In a more nuanced way, the work also danced between the ancient and the modern. Seldom in this reviewer's experience has flamenco resonated with such traditional integrity and contemporary immediacy at the same time. And as Bayón shifted between the internal and external, she shed a scarf and donned gloves, or traded a sheath for a flounced skirt, those costume changes done before our eyes a visual cue for her transitions between private and public personae. It was theatrical, yet fluidly organic.

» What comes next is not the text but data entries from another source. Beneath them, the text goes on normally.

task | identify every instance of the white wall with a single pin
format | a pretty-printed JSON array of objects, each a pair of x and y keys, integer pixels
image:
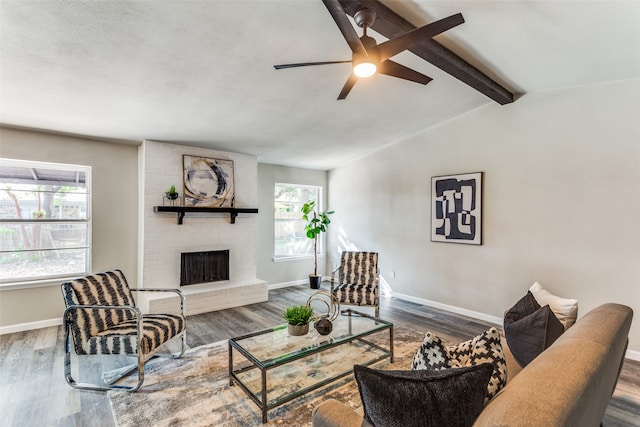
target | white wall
[
  {"x": 284, "y": 272},
  {"x": 561, "y": 203},
  {"x": 114, "y": 215}
]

Unlike the heated virtuosity of the tablao, with whoops and hollers and flamboyant footwork, "La Puerta Abierta" is more introspective flamenco. Though Bayón is an extremely solid technician, able to unleash a cracking fusillade of rhythmic volleys with her feet, it was her upper body that told most of the story. Thin and lithe, she juxtaposed soft curves and sharp angles like the crack of a whip, head snapping, torso shifting planes. Her long arms curled sinuously, carving spirals as she reeled through quick turns, hands flicking like flames and darting like fish. Flirtation simmered in rolling hips and shoulders. A flash of anger popped into a coiled fist.
It was the shifting tone that gave "La Puerta Abierta" its dramatic power. One minute Bayón was caught in her own thoughts, cast in shadows, lost in doubt. The next she was cutting loose in a traditional baile (dance), warmly engaged with her musicians, feeding off each other's energy. Her four instrumentalists were attentive and responsive, especially guitarist Jesús Torres. At one point it was as if his vivid guitar flourishes flowed directly from her rippling fingers.
Singer Miguel Ortega impressively stepped in at the last minute for an ailing Fernando Terremoto. His rich tenor was articulate and expressive, with just enough gravel to convey, as Bayón writes in her notes, Southern Spain's "tragic vision of life." At one point, he dances with Bayón, then gently slips out of her arms, leaving her twirling with the ghost of a long-lost lover.